Startup Physics

Eniac Ventures
4 min readSep 7, 2023


by Vic Singh

Founders and VCs often use math, especially physics concepts to describe startup motion. Having studied mechanical engineering, I often find myself referring back to the classic physics formulas I used when making these analogs. I thought it would be fun and hopefully useful to break down startup motion into basic physics concepts and formulas. Here we go:

  • Mass (m): For a startup, I think of mass as capital — human, product and cash. A startup’s mass is the strength of the team, the product they are building and the cash on hand to generate motion. It’s generally the strength of the assets the startup has at its disposal and it’s a key input to startup physics. The strength of your mass will dictate how far you can go.
  • Distance (s): This is a measure of how far a startup has gone and how far it must go to achieve success. Distance is your startup’s capability to play the long game and envisage the north star. It’s a key input into other core factors which happen to be vectors with directionality such as velocity and work.
  • Time (t): Startups operate within time boundaries but if you execute well, a startup can elongate the time axis. Time can be the killer or maker of a startup. Startups need to buy time by generating cash flow and/or raising capital.
  • Velocity (v) = distance (s) / time (t) : Velocity in a startup is not just about speed, it’s also a vector which means it has directionality built in. Startups should move quickly as time is finite and competition drives pace. Startups need to acquire talent, ship product and win customers really fast in the right direction towards product-market fit.
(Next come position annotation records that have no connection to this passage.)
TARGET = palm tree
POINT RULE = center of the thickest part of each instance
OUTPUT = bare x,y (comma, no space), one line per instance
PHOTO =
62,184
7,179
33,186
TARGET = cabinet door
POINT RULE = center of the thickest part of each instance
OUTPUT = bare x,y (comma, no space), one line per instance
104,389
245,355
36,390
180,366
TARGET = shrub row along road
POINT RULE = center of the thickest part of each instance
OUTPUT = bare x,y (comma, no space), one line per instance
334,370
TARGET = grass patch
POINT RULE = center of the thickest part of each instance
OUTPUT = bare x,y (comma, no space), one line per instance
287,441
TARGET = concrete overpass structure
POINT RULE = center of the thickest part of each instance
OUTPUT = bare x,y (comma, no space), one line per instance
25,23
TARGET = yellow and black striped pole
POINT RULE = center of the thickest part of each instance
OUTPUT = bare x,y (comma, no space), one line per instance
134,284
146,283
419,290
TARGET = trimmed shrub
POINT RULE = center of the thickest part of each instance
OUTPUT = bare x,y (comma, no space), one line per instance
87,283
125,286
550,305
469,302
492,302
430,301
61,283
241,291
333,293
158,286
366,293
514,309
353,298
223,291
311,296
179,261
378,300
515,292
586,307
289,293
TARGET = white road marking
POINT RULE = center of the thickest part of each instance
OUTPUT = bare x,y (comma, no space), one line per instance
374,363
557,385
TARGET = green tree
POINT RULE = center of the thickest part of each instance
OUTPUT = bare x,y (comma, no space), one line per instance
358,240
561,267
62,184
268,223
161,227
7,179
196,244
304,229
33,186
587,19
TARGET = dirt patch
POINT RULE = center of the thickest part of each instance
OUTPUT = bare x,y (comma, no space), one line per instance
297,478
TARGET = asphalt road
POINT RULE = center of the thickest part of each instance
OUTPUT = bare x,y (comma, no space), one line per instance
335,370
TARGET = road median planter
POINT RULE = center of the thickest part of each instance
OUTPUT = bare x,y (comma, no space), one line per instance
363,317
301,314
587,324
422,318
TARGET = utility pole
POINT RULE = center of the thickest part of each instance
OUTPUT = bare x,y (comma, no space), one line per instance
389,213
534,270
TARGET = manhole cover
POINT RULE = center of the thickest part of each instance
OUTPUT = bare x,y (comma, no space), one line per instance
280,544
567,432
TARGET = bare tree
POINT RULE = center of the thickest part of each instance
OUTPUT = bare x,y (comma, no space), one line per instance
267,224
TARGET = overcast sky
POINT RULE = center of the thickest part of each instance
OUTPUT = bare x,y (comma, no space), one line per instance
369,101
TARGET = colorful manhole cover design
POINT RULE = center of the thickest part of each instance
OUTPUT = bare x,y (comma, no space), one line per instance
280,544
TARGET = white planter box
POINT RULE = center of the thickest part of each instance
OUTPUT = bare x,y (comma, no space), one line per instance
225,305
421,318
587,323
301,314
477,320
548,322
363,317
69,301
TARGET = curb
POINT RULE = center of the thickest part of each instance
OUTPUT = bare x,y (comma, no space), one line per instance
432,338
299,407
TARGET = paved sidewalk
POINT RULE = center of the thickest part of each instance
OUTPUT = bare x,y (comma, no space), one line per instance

Achieving high growth rates, fast product development and key milestones on the journey to product-market fit are signals of strong velocity.
  • Momentum (p) = mass (m) * velocity (v): In physics, momentum is simply mass in motion. Momentum in a startup is a function of its mass moving quickly towards the goal of product-market fit and ultimately scaling. Momentum is a good proxy for product-market fit. Once a startup has momentum, it can be hard to stop, which could mean rapid growth and taking the market. Momentum begets momemtum.
  • Force (f) = mass (m) * acceleration (a): In physics, force is an agent capable of changing a body’s state of rest or motion. In a startup, force can be considered as the actions and decisions that propel the startup forward. It can also represent external factors or pressures — like market conditions or competition — that can alter the course or speed of the startup. A startup with strong mass and well directed acceleration will generate force which can be leveraged to drive work and energy.
  • Work (w) = force (f) * distance (s): In physics, work is only done when there’s movement. Similarly, in a startup, real work is about making progress, moving the company forward. This means acquiring customers, shipping product, generating revenue or raising capital. Work requires the full use of a startup force to move through the distance and long haul of building a company,
  • Energy: In a startup, energy could represent the resources available to it, including capital, time and the team’s effort but it takes energy to do work. If the energy is wasted, the startup may fail. There are two forms of energy important to a startup:
  • Kinetic Energy (KE) = ½ * mass (m) * velocity² (v²): The kinetic energy of an object is the form of energy it possesses due to its motion. If a startup has the right mass and velocity, maximizing the kinetic energy can compound its ability to take market share leading to power law outcomes. Think of it as momentum powered by momentum. Unstoppable.
  • Potential Energy (PE) = mass (m) * gravity (g) * height (h): In physics, the potential energy is held by an object because of its position relative to other objects. In startups, this is the most underutilized source of energy. Potential energy is the built-up work a startup is capable of but hasn’t fully executed on yet. This could be a function of team strength, product differentiation and work potential. Startups need to understand how to utilize their full potential energy and convert it to kinetic energy while executing so as not to waste valuable momentum.

I hope these concepts were fun and useful. Go build something with strong mass, velocity and force, and use that to do great work, accelerate, build momentum and exploit the energy generated across space and time.